Sure, will. Hopefully by Friday we will have a definite date.


----------



## Callin

I always use online prepeid phone cards. It is really convinient when I am travelling or I need to mekr international calls. I discovered that some times rates of calling cards for mobile even cheaper then landline because of local access number. Currently more countris have local access with own rates.


----------



## jkchawner

just a thought if u buy a 3 skype phone which i brought all my family by the way. u can call each other for free anyway the phones are only about £30 and u just have to top up with a minimum of a tenner every 3 months. so why not buy two one for use in the uk and one for yourself. what a way to be able to call whenever u want for for as long as u want werever u want!
i swear by mine called home from ibiza every day for up to an hour a time great bit of kit.
go on 3's website and have a look.
then your always in instead of being tied to a pc
hope this helps u.
hopefully be moving to benidorm myself this coming year


----------



## jkchawner

*skype mobile*

3 - Mobiles - 3 Skypephone
theres the link or u can get them on ebay for around £30


----------



## Callin

jkchawner said:


> just a thought if u buy a 3 skype phone which i brought all my family by the way. u can call each other for free anyway the phones are only about £30 and u just have to top up with a minimum of a tenner every 3 months. so why not buy two one for use in the uk and one for yourself. what a way to be able to call whenever u want for for as long as u want werever u want!
> i swear by mine called home from ibiza every day for up to an hour a time great bit of kit.
> go on 3's website and have a look.
> then your always in instead of being tied to a pc
> hope this helps u.
> hopefully be moving to benidorm myself this coming year


You are right. Skype phone is most convinient, but you depend on Wi-Fi.
So prepaid cards are universal.


----------



## jkchawner

Callin said:


> You are right. Skype phone is most convinient, but you depend on Wi-Fi.
> So prepaid cards are universal.


no skype phones on 3 run through the network not wifi


----------



## Burriana Babs

Let me see if I understand this skype thing. If I buy a skype phone for myself and one for my son in the US then I can call him cheaply. Do I have to use it through the wifi I have set up for my computer? Does my computer have to be turned on to use it? Or does it work directly through the entry point for my wifi?


----------



## jkchawner

Burriana Babs said:


> Let me see if I understand this skype thing. If I buy a skype phone for myself and one for my son in the US then I can call him cheaply. Do I have to use it through the wifi I have set up for my computer? Does my computer have to be turned on to use it?
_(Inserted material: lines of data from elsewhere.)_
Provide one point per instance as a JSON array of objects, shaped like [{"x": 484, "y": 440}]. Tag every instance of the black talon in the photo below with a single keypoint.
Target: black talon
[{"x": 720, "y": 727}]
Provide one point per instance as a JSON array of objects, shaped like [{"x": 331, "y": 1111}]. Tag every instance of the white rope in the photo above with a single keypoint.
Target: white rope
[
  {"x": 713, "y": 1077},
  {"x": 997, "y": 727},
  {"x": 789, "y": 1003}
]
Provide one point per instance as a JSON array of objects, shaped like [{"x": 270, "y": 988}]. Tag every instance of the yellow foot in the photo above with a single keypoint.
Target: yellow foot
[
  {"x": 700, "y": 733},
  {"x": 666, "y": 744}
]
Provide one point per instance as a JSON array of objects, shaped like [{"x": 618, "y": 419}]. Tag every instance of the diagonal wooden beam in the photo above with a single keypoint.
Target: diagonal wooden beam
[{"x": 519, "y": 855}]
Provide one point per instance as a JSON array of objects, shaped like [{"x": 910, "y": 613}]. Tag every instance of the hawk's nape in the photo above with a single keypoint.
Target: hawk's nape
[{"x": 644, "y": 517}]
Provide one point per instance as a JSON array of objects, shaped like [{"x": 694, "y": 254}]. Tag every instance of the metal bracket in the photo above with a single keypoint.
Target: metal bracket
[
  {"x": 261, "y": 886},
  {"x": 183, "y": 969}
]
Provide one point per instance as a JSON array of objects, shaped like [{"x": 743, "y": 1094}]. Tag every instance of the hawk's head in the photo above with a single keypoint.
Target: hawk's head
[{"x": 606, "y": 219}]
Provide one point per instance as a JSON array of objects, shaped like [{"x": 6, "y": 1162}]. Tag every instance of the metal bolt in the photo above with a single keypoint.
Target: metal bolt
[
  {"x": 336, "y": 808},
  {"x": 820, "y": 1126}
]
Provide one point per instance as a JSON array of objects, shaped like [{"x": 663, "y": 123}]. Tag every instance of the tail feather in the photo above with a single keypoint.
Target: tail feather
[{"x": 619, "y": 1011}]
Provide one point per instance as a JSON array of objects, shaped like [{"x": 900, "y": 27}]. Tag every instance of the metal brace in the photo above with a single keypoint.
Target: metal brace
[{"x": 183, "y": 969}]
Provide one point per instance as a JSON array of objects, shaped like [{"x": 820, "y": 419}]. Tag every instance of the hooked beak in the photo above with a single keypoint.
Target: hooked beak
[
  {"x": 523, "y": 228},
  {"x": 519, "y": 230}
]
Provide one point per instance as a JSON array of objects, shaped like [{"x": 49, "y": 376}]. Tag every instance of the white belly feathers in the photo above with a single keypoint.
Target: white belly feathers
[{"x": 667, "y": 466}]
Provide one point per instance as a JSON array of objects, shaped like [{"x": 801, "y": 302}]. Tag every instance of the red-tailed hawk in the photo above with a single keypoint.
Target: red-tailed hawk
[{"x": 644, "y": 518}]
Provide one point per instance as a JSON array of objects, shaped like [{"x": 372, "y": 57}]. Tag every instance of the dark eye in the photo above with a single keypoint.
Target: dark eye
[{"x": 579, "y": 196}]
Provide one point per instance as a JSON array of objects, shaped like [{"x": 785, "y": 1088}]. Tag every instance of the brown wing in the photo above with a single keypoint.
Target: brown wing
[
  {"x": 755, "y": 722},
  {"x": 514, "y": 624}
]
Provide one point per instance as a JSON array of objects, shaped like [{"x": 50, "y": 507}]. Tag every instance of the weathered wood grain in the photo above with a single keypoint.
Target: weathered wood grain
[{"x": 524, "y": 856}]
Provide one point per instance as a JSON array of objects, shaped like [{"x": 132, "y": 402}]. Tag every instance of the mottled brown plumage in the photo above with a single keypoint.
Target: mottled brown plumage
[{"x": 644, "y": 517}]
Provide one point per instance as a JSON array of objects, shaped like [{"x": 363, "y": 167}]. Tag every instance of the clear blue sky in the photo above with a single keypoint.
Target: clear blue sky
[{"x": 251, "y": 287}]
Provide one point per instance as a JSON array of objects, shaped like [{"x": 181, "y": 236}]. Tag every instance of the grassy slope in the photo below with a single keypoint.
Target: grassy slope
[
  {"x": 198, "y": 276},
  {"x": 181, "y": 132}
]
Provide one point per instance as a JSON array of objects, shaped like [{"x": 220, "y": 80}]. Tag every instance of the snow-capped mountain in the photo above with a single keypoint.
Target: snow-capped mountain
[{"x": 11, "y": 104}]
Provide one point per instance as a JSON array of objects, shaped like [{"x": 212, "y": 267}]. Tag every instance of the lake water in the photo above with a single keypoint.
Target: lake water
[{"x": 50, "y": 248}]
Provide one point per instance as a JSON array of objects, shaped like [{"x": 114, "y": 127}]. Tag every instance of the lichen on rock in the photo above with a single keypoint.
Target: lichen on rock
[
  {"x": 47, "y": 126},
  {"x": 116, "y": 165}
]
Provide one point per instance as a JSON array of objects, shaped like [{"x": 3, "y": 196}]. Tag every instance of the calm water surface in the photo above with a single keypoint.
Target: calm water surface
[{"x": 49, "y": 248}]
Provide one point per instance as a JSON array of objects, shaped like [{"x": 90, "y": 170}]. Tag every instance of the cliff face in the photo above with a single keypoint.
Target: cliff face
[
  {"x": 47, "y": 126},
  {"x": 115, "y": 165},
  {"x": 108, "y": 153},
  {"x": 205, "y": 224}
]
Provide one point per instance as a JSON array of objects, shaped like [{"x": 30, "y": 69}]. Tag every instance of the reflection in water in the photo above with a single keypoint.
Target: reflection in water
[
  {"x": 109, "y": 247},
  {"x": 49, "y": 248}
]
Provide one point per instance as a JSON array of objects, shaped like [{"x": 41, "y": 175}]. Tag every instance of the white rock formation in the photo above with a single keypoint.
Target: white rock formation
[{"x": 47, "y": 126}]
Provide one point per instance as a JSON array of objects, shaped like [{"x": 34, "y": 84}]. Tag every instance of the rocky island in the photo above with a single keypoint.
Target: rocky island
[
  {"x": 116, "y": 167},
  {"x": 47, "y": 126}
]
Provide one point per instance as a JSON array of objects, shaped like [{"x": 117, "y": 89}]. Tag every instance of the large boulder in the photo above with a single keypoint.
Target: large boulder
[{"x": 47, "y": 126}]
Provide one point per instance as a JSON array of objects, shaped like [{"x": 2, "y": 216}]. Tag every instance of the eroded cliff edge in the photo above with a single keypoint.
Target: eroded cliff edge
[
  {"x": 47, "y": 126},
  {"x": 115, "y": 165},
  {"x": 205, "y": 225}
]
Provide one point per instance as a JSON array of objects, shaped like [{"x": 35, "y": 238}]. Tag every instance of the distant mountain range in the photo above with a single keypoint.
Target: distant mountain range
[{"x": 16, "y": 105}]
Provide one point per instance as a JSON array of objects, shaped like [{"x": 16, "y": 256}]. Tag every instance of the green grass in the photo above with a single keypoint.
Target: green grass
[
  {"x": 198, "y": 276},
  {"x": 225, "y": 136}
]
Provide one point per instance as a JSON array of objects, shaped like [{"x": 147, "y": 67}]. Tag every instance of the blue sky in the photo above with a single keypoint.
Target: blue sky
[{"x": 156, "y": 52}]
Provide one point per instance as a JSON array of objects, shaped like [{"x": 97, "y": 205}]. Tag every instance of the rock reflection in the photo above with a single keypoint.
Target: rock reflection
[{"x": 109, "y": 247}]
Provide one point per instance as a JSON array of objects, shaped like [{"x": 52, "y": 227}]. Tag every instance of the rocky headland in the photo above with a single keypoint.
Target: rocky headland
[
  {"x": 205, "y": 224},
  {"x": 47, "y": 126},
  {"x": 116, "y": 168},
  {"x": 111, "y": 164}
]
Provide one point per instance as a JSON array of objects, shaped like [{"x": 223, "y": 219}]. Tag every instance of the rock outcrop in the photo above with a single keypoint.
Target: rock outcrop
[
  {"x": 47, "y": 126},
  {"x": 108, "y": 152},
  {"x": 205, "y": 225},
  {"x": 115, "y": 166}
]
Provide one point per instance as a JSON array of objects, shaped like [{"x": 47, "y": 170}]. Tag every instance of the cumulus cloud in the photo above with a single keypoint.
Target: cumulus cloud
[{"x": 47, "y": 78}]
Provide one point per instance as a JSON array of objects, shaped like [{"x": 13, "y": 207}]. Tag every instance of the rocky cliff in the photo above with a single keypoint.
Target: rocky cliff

Or does it work directly through the entry point for my wifi?


im not 100% sure if it will work for the usa you will have to check with 3 on the website. i no for a fact it works in europe i used mine in benidorm and ibiza with no problems at all. as for how does it work u just pick the mobile up and make a call using the skype button to any other skype number and its free. no conection to anything needed. just use the link on the website for your query and good luck hope it works for u. can u update if it does please.


----------



## Burriana Babs

Will let you know if and when I get the skype


----------



## Stravinsky

Burriana Babs said:


> Will let you know if and when I get the skype


This from SKYPE FAQ

Can I call emergency numbers in the US and Canada?
*
What does " US +1" ("DE +49", "GB +44") on the Prefix Selection button mean?*

I subscribe to both Skype Unlimited and Skype Pro. Since the latest Skype Pro subscription includes free calling benefits within US and Canada, can I cancel my Skype Unlimited subscription?

*Does the Skype Unlimited Calling plan cover calls to phones in US territories?*

No. The Skype Unlimited Calling plan is applicable in all 50 US states and Canada. US territories (such as American Samoa, Guam, Saipan, Puerto Rico, and the Virgin Islands) are not included in this plan.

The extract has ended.